Marjorie Taylor Greene, not usually an ally of Massie’s, agreed: “This administration was elected by conservatives who are opposed to porn, rapists, and pedophiles yet protects Epstein class pedos and rapists.”
In the midst of all this, it’s perhaps good to keep in mind that the farmers themselves are a mostly different constituency than the terminally online. They were there on the South Lawn of the White House because they represent important economic players whose business has been roiled by the very people in power.
The site didn’t inform anyone. It didn’t change any policy or reach farmers who weren’t already at the White House. What it did was generate a blip in the cable news cycle in which the administration’s own base was dunking on it.
This kind of political branding has become is not communication directed at a constituency, it’s performance directed about one. The farmers at the White House were props in a content moment, not a key audience being informed or helped.

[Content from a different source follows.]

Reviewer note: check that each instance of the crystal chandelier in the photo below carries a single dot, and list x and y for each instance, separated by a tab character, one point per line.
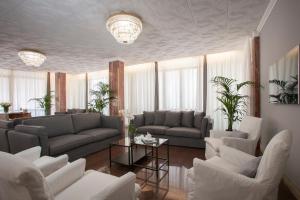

Farmers have historically been a reliable Republican voting bloc, and they’ve had a complicated relationship with this particular Republican president.
The tariffs have hurt. The trade deals haven’t fully materialized. The $12 billion Farmer Bridge Assistance program was, to some, welcome relief; to others, a Band-Aid on a wound the administration opened.
So the White House did what political communications shops do when the news is mixed: it made a website, gave it a cheeky name, and hoped the memes would do the work that the policy couldn’t.
The memes might have delivered. But was much else?